Discovery of software in Docker containers

9.2.5 Available from 9.2.5. Docker is a platform that allows for automating the deployment of applications inside software containers. BigFix Inventory discovers software that is installed inside Docker containers. It also measures license metric utilization of the discovered products.

Discovering software

BigFix Inventory discovers software that is installed in Docker containers on condition that:
  • Only one Docker engine is deployed on the host computer.
  • The Docker container is deployed on one of the following platforms:
    • Red Hat Enterprise Linux 7 for x86
    • Red Hat Enterprise Linux 7 for IBM System z (64-bit)
    • SUSE Linux 12 for x86
  • The Docker container is running.
  • The BigFix client is installed on the host computer.
  • Scans and uploads of their results are enabled on the host computer.
  • Software that is installed in the Docker container delivers software ID tags.
  • To ensure proper discovery of software on Docker containers, the content of a Docker container cannot change throughout its lifecycle.

9.2.10 Starting from application update 9.2.10, BigFix Inventory additionally supports software discovery on Docker containers under the Red Hat® OpenShift container application platform.

Viewing software

Software that is installed in Docker containers can be viewed on the Software Installations report. It is presented under the host computer. To learn why the software was discovered, click Details.
Details of software installed in a Docker container
The details include, among other, information about:
  • 1 Container on which the software was detected.
  • 2 Software ID tag that caused the detection.

Additional configuration

In some Docker environments, you might need to perform additional steps to specify a non-default installation path, or to exclude directories from scanning. For more information, see: Configuring scans on Docker containers.

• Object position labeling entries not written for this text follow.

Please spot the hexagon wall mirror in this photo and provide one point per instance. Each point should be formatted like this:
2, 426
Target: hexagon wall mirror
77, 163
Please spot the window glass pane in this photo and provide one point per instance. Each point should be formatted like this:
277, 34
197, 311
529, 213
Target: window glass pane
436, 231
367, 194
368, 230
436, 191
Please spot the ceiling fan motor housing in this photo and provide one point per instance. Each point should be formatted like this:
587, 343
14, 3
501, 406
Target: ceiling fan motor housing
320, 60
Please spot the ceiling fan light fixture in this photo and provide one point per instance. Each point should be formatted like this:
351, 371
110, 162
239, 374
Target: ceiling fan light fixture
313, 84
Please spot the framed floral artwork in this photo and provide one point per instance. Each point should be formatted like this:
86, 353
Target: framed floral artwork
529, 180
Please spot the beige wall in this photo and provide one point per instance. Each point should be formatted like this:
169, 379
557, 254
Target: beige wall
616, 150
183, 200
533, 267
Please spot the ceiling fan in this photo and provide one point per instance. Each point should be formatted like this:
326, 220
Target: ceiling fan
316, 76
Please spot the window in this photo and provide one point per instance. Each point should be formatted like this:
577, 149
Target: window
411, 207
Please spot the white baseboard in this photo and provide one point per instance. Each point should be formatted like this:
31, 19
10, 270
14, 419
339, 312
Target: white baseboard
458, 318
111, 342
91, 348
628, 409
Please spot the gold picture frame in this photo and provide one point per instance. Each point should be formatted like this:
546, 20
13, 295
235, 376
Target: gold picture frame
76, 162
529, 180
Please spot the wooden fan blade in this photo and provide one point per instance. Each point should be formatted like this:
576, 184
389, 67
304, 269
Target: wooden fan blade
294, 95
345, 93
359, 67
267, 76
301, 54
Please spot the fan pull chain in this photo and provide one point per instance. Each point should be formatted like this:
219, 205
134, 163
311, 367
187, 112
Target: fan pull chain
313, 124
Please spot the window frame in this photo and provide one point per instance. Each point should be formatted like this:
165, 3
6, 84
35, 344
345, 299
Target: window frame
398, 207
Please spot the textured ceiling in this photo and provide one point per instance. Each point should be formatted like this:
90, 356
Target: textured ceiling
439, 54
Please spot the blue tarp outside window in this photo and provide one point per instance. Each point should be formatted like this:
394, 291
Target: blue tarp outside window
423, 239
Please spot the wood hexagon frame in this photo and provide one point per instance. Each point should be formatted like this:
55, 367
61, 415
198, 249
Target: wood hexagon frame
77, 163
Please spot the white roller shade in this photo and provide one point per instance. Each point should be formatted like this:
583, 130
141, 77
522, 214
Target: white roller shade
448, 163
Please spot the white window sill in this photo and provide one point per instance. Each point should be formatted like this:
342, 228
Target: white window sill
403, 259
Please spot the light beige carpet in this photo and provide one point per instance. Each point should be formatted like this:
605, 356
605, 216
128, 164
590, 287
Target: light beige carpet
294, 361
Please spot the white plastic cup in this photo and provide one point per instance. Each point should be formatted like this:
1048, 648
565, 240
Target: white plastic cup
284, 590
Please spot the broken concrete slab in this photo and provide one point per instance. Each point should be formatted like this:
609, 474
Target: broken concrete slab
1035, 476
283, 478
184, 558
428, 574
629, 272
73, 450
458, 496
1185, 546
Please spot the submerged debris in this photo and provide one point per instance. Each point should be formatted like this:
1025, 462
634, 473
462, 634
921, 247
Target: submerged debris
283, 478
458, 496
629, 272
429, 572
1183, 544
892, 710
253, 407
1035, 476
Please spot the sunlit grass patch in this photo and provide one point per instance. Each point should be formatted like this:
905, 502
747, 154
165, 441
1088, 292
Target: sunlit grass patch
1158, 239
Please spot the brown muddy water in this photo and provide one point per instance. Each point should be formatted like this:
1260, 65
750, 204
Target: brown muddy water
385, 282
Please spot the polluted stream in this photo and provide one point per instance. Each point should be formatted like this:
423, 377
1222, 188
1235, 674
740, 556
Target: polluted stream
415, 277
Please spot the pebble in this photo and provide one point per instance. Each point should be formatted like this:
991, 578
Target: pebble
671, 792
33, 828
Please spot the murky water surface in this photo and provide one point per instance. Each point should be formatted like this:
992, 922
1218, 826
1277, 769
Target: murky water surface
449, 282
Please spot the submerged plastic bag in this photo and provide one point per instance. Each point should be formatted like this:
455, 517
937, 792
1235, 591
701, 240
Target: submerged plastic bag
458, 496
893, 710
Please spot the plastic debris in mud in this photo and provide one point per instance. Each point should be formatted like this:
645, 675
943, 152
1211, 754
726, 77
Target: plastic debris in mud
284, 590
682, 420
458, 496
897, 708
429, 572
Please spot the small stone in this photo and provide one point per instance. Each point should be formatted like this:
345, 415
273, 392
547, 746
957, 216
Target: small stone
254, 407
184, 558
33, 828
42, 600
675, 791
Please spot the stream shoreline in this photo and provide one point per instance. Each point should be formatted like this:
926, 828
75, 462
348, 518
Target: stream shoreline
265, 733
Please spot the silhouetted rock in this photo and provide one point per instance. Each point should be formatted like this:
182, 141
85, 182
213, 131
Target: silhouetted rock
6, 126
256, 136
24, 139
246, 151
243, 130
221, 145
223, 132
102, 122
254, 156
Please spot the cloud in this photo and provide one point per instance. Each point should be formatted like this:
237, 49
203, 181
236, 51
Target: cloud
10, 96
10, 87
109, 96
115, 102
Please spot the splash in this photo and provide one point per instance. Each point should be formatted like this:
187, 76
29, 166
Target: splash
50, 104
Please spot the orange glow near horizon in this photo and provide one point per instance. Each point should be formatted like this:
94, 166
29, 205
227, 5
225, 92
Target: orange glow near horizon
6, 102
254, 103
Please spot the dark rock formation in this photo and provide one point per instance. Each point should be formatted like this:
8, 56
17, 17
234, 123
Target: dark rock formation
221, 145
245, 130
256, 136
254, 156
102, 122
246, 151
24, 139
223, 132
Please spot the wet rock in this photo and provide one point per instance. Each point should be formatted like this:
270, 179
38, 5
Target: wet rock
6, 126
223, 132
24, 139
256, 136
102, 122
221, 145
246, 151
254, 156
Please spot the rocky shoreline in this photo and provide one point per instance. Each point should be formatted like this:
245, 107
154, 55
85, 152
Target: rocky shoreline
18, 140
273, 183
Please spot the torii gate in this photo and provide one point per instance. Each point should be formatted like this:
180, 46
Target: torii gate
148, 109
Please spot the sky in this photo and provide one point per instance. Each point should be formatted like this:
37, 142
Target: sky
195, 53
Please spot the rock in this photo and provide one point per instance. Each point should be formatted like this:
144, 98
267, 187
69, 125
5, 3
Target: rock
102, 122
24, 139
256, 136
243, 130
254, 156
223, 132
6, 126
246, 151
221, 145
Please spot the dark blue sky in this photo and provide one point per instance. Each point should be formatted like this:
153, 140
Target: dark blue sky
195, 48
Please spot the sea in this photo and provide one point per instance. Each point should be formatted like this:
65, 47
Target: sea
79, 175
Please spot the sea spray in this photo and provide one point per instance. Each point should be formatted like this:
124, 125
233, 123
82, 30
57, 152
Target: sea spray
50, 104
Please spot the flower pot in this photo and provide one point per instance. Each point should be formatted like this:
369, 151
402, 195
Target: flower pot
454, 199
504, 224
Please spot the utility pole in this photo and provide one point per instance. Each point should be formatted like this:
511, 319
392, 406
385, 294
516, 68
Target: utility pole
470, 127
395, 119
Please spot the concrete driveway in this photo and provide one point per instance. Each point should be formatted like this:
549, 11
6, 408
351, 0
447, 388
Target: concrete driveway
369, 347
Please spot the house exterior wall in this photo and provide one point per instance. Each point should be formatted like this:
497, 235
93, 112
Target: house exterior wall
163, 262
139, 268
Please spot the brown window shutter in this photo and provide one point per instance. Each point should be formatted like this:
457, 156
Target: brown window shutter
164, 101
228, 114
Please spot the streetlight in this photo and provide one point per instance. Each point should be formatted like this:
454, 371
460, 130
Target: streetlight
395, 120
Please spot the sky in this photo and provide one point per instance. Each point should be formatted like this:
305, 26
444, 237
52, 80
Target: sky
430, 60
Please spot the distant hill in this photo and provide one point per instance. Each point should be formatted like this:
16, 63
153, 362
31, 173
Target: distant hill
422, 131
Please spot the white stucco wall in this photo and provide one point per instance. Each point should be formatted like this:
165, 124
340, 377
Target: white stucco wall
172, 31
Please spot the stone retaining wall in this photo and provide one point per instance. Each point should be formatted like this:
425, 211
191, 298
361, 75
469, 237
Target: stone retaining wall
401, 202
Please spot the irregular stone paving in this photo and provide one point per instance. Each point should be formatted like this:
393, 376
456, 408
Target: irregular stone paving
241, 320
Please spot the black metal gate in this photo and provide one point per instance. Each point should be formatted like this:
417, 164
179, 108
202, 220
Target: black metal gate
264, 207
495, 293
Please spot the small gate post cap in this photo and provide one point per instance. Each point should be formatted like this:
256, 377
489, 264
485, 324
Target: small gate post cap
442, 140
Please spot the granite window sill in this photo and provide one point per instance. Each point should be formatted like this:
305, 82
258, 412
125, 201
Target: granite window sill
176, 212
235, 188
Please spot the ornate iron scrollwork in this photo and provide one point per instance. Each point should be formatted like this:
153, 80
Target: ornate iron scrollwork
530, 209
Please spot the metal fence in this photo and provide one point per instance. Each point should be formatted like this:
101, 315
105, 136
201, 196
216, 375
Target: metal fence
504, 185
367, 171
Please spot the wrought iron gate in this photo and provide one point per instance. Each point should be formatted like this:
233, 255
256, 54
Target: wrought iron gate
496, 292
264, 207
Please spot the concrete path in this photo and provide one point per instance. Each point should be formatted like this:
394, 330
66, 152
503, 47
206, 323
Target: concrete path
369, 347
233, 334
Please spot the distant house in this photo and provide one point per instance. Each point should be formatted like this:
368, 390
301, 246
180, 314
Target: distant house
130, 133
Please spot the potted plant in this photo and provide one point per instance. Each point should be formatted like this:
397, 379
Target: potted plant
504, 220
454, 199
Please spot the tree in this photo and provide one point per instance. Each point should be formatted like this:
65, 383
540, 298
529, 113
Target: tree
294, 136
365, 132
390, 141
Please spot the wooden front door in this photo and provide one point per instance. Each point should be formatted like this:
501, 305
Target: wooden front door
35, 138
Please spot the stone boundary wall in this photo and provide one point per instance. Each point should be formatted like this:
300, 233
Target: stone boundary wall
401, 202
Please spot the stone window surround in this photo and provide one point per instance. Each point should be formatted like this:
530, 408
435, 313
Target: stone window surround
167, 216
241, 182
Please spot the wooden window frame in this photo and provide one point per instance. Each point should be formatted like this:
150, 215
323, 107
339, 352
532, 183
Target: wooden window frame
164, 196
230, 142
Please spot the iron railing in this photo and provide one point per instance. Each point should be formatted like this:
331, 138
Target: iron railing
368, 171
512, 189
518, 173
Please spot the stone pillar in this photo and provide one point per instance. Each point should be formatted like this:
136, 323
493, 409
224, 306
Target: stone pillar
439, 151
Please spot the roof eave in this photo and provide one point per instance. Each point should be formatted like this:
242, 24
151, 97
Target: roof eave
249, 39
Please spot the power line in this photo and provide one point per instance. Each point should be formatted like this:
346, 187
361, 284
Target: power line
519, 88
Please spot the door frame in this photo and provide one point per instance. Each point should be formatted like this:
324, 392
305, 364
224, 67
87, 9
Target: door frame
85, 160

Measuring license metric utilization

Apart from discovering software that is installed in Docker containers, BigFix Inventory also reports license metric utilization of the discovered products. When the Docker is deployed on a physical host, license metric utilization is calculated on the level of the host. When it is deployed on a virtual machine, utilization is calculated on the level of the virtual machine. For more details, see the following scenarios.
Important: Docker is not a subcapacity eligible virtualization but it can be used in combination with a subcapacity eligible virtualization. The scenarios show how utilization of PVU and RVU MAPC is calculated. Utilization of other reported metrics is calculated in an analogical way.

Scenario 1: Docker deployed on a physical server

When the Docker engine is deployed directly on a physical server, PVU and RVU MAPC utilization is measured on the level of the host computer.

Example: Three containers are deployed on a physical server that has four Intel Xeon 3400 processors, each with six cores. It gives 24 cores in total. IBM MQ is installed in two out of three containers. BigFix Inventory counts PVU and RVU MAPC utilization on the level of the host computer.


Docker deployed on a physical server

In this case, IBM MQ has access to 24 cores. According to the PVU table, when the server has four sockets, this processor model is assigned 100 PVUs per core. Thus, PVU utilization for IBM MQ equals 2400 PVUs. The value would be the same if another instance of IBM MQ was installed in the third container.

Scenario 2: Docker deployed on a virtual machine

When the Docker engine is deployed on a virtual machine, PVU and RVU MAPC utilization is counted as the highest number of PVUs that are available for the virtual machine.

Example: Two virtual machines are installed on a physical server that has four Intel Xeon 3400 processors, each with six cores. It gives 24 cores in total. Each virtual machine is assigned eight cores and has two containers deployed. IBM MQ is installed:
  • In one container on the first virtual machine
  • In two containers on the second virtual machine

Docker deployed on a virtual machine

In this case, IBM MQ that is installed on each of the virtual machines has access to eight cores. In total, it has access to 16 cores out of 24 cores that are available on the physical computer. According to the PVU table, when the server has four sockets, this processor model is assigned 100 PVUs per core. Thus, PVU utilization for IBM MQ equals 1600 PVUs. If the Docker engine was deployed directly on the physical server, IBM MQ would have access to 24 cores and its PVU utilization would equal 2400 PVUs.

Disabling software discovery

By default, BigFix Inventory scans all Docker containers that are deployed on computers where the BigFix client is installed. If you do not want to scan the containers, but still want to monitor the host computer, you can disable scanning of Docker containers. For more information, see: Disabling scans on Docker containers.

Logs

To troubleshoot problems with discovery of software that is installed in Docker containers, see the docker_scan.log log. The log is stored in the BigFix client installation directory. By default, it is:
  • Linux var/opt/BesClient/LMT/CIT/docker_scan.log
  • Windows C:\Program Files (x86)\BigFix Enterprise\BESClient\LMT\CIT\docker_scan.log

10.0.9 Fixlet to force rescan Docker containers during next Software Scan

The fixlet, "Clear cache to force rescan Docker containers during next Software Scan" forces rescanning of docker containers during the next Initiate Software Scan. This is achieved by clearing cache of already scanned images. This task refers to the ISO tagged software scan on Docker containers.